According to the study, the creation of sectoral mapping would require a lot of effort on the part of companies and the supervisory authority, but would still make sense. Similar to the Digital Operational Resilience Act (DORA), a register containing detailed information should be created and should not be limited to existing service providers or two layers of detail, but should include all associated service providers. BaFin has already made initial adjustments in this regard, according to which companies should disclose more information about subcontractors and present them in a better way.
Along with this, the supervisory authority should use its “high leverage” and request more data from supervised parties so that “the increasing complexity is not worth it for market participants, for example by disproportionately increasing the burden of the monitored parties compared to that of the IT supervisor”. In addition, it should also make more use of other data sources, especially public sources such as news articles or, in the field of cryptocurrencies, publicly available ledger and blockchain data.
In time, BaFin will also work more closely with data protection authorities and the competition authority, for example via “daily communicationand “sSynchronization of monitoring tasks(which could mean large-scale coordinated audits).

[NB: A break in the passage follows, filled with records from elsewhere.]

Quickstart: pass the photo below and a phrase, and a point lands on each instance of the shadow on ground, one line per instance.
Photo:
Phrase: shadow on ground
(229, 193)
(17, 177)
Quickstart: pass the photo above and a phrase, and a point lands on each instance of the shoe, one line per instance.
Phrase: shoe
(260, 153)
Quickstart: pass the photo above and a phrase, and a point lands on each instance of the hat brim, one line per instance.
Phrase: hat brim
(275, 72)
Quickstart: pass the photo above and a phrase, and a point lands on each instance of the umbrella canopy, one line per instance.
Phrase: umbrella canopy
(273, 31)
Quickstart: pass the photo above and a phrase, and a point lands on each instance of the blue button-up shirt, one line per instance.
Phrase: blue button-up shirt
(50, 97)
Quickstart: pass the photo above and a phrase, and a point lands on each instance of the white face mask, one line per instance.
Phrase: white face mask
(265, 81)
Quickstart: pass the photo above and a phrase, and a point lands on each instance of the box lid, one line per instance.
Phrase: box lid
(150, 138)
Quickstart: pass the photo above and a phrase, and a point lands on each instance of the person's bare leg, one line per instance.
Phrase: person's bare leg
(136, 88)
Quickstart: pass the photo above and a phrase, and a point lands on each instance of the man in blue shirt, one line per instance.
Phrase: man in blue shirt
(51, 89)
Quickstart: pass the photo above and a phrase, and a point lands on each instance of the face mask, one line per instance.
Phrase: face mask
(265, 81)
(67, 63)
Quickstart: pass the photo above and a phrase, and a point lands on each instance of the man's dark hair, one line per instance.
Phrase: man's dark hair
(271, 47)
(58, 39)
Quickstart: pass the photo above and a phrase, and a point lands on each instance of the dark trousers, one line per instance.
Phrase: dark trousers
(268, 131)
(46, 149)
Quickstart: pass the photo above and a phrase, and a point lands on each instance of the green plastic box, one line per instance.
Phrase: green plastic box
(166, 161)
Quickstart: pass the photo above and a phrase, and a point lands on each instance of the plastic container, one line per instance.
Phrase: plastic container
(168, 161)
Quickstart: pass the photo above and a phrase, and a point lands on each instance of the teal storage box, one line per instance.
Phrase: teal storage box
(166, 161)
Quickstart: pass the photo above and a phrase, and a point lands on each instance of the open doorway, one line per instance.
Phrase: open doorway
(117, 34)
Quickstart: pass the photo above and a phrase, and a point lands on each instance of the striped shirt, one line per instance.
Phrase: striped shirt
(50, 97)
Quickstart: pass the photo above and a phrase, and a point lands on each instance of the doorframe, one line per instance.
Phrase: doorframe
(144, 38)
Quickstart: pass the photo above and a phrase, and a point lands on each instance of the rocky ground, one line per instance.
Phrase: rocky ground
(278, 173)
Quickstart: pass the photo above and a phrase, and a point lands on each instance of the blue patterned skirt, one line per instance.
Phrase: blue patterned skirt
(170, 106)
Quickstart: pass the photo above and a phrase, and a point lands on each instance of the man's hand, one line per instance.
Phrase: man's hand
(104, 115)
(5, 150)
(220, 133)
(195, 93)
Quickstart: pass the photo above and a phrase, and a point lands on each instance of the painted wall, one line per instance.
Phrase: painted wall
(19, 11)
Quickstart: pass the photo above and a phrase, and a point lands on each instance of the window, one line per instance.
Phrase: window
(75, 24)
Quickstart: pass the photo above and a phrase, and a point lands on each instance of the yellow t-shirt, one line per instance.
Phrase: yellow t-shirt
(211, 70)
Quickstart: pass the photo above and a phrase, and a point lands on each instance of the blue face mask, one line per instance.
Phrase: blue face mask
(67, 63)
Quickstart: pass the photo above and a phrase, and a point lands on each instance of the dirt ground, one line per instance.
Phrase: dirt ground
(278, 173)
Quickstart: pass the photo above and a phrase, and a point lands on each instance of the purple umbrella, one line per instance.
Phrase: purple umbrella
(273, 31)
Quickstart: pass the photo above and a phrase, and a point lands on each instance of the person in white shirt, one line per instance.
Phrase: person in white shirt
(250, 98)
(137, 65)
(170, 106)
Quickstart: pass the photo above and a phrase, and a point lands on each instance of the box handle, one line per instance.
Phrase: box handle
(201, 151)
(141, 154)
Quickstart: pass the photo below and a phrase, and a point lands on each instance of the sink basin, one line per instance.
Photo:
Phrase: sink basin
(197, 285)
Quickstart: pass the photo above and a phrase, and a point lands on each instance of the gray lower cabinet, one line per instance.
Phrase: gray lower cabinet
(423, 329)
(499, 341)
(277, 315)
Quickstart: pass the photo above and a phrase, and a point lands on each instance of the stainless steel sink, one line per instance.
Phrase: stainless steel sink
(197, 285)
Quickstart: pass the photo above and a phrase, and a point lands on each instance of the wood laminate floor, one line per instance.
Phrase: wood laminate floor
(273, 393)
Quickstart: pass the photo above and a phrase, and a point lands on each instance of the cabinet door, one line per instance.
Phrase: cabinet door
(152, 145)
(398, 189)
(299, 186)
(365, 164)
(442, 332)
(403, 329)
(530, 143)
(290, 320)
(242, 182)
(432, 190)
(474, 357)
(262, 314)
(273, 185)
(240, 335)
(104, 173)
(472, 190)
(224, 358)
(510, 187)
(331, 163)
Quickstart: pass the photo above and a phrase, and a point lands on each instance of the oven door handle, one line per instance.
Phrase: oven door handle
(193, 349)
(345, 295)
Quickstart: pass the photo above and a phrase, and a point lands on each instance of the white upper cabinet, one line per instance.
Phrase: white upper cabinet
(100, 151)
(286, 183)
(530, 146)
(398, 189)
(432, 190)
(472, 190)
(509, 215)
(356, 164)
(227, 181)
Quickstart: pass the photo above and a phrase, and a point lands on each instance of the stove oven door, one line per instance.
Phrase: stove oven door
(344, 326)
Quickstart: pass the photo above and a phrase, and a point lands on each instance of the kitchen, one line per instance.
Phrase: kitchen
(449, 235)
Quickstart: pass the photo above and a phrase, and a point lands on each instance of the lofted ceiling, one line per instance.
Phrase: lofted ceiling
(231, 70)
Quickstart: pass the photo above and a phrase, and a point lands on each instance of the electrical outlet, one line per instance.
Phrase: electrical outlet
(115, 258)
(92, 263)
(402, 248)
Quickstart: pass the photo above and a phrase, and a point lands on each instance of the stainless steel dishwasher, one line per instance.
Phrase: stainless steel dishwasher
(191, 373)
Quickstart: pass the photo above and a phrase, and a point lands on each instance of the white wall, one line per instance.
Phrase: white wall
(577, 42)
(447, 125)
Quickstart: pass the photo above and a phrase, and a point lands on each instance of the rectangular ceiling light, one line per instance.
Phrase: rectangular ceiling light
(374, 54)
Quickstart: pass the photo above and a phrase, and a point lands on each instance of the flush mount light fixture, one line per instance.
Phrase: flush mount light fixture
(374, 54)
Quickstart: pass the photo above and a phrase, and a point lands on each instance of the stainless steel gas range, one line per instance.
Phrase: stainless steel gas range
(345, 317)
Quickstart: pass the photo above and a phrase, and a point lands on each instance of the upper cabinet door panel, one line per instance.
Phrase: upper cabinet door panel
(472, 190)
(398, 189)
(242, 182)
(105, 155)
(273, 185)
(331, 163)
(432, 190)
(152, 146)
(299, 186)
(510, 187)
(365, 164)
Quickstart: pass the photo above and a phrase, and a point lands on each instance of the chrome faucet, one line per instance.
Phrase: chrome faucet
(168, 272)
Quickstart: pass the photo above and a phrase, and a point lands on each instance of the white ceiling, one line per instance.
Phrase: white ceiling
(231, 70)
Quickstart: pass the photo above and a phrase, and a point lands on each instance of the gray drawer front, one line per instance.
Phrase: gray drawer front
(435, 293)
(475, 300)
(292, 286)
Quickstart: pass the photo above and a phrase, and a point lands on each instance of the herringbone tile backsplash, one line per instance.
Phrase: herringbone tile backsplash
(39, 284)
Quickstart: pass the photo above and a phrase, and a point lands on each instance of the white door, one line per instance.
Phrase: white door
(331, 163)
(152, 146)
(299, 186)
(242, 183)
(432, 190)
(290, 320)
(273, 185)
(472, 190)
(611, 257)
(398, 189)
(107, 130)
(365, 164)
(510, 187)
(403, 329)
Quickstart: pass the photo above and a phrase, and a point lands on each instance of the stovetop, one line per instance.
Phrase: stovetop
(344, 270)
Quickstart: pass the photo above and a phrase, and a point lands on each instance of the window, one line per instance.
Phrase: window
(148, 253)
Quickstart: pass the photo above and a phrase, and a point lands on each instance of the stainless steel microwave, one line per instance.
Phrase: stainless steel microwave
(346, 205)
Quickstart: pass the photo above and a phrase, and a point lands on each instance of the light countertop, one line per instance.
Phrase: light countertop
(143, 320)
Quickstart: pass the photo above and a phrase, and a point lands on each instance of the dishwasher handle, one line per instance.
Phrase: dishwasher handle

While interfaces are just one of many interfaces and therefore a cumbersome way for cybercriminals to exfiltrate data, the migration of desktop services takes precedence over payment services and the market power of large companies. technologies can anyway not be prevented by local regulations, the question arises benefit from other obligations with high expenses for companies as well as BaFin has to provide.
Nevertheless, this does not seem to prevent the authors of the study and the BaFin from putting a lot of effort into creating a detailed register and therefore from asking companies for even more information. Organizations must therefore be prepared to provide detailed information about their contractors, down to remote contractors, and possibly prepare for “friendly” exploitation of vulnerabilities. In addition, it can be recommended to prepare the PR department even more precisely for possible infringements in order to avoid negative media coverage.